Ben started kindergarten a few weeks ago. I found myself buying out Gap Kids to guarantee he would be the best-dressed kid in the special education department. Mission accomplished. It was such a different experience than dropping Lincoln off at kindergarten two years prior. There was a part of me that wanted to turn around and wheel him right back to the car. There’s still part of me that wants Ben to be in a typical kindergarten classroom with a bunch of rowdy 5-year-olds and lingering parents. But I’m learning to accept that Ben’s pace is what I need to adjust to, not the other way around.

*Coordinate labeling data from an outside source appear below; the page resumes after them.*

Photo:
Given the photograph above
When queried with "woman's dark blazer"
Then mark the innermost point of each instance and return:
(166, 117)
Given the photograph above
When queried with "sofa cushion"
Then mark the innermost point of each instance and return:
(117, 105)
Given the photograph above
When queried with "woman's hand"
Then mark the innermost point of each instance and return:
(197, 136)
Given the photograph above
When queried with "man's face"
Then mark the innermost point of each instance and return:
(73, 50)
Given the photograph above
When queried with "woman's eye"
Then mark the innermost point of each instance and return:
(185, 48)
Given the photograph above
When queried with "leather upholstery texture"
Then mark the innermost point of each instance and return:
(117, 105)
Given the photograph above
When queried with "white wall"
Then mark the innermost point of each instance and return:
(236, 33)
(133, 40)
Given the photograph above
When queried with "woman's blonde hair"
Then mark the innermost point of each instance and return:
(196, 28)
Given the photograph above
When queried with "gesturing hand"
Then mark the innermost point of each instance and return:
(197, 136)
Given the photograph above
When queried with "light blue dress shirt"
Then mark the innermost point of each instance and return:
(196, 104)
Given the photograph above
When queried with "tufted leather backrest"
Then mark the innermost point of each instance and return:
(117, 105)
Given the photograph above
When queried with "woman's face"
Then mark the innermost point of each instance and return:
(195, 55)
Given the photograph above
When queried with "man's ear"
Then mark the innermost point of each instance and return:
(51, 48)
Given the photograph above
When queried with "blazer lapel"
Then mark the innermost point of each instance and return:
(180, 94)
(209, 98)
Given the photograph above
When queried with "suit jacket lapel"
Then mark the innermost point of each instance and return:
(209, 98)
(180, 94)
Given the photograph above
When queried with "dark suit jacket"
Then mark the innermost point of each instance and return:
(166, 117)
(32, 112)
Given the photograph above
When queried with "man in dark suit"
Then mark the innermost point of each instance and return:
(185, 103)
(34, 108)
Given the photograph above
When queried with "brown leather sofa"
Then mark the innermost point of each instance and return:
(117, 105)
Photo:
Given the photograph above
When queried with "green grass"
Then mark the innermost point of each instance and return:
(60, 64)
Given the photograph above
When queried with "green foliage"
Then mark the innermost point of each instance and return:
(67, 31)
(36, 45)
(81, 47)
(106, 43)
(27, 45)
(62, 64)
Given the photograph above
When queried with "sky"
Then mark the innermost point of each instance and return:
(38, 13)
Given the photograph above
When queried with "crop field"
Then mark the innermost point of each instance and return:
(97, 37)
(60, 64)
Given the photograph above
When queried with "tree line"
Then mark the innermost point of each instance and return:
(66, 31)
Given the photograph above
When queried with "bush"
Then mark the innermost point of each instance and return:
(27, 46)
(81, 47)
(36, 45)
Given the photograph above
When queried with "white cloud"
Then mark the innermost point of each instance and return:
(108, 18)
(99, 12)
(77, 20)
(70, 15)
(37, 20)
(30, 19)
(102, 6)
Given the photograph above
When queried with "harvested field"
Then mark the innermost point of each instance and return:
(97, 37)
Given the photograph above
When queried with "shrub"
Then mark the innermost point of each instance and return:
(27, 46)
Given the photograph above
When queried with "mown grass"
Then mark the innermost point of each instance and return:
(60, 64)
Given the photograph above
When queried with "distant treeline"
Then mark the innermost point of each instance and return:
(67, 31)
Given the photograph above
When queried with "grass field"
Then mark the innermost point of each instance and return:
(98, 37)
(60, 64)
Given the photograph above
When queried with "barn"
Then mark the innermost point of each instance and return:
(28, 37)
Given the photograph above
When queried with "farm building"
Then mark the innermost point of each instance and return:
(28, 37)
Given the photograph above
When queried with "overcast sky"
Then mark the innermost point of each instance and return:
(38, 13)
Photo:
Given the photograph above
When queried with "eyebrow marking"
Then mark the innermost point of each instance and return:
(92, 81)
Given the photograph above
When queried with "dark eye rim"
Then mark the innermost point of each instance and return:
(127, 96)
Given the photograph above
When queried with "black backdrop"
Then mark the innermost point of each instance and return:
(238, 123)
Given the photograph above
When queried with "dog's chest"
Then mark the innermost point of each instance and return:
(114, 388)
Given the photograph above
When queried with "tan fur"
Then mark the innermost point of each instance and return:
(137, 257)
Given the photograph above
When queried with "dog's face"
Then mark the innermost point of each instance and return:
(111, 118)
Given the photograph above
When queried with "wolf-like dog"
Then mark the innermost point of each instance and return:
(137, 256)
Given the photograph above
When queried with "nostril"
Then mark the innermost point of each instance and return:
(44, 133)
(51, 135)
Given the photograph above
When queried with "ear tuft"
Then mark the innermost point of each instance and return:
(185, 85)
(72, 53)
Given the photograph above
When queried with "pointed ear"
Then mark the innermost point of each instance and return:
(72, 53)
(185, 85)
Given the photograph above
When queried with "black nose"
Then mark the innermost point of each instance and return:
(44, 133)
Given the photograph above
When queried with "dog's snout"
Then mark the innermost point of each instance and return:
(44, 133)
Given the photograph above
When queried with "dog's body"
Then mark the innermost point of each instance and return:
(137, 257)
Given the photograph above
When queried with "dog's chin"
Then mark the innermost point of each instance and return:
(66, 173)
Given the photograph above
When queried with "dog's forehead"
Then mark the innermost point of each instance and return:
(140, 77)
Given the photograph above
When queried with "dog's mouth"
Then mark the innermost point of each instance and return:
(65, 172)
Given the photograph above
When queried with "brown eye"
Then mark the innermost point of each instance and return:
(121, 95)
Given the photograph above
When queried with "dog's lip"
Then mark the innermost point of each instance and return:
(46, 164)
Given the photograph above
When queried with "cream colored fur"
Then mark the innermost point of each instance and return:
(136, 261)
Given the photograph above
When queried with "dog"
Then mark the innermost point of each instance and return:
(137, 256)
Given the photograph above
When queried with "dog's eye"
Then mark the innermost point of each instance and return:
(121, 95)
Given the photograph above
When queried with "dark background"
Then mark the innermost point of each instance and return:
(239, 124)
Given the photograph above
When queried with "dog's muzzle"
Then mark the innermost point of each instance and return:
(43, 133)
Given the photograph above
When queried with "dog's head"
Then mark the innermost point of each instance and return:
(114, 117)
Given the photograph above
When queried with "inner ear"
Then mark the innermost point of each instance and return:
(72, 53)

Last week Lincoln had his first experience with classmates teasing him about Ben. He brought it up on the way home from school. I could see the pain and confusion in his face when he said, “Mom, I didn’t know what to say. I just wanted to kick ‘em in the shin.” While part of me wanted to affirm the shin kicking, a bigger part felt the significance of the moment. This is the beginning of Lincoln learning to demonstrate his love for his brother. It might not be a typical experience for a 2nd grader, but nothing about us is typical. And I wouldn’t have it any other way. 


Lisa Eaton said...

Jen-Love this post and love your family!!!

sandalloons44 said...

wow, what an incredible story Jen. I can relate as you might remember with my Andrew Ryan now 6.6 1/2 inches tall, 18 years old that has been diagnosed with Autism, MMR, ADHD, Seizures, and Phychosis, and most since 2.5 years old. Not the average baby born though.
On his behalf I fought the state and placed him in a group home for safety for him and ourselves in 2004, and that was the best decision of our lives. I can have more positive, happy times with him now. But, like you said you think about their futures or that of your other children. He won't drive, have a girlfriend, get married, but he could possibly eventually as he tries to get out of school, get a job one day.
hang in there! Your child as well as them all are a special gift to you from God and he knew you could do this. :)

And oh my when did you move to San Diego? I bet you all are in heaven living there. So, nice the beaches and the beauty of that all.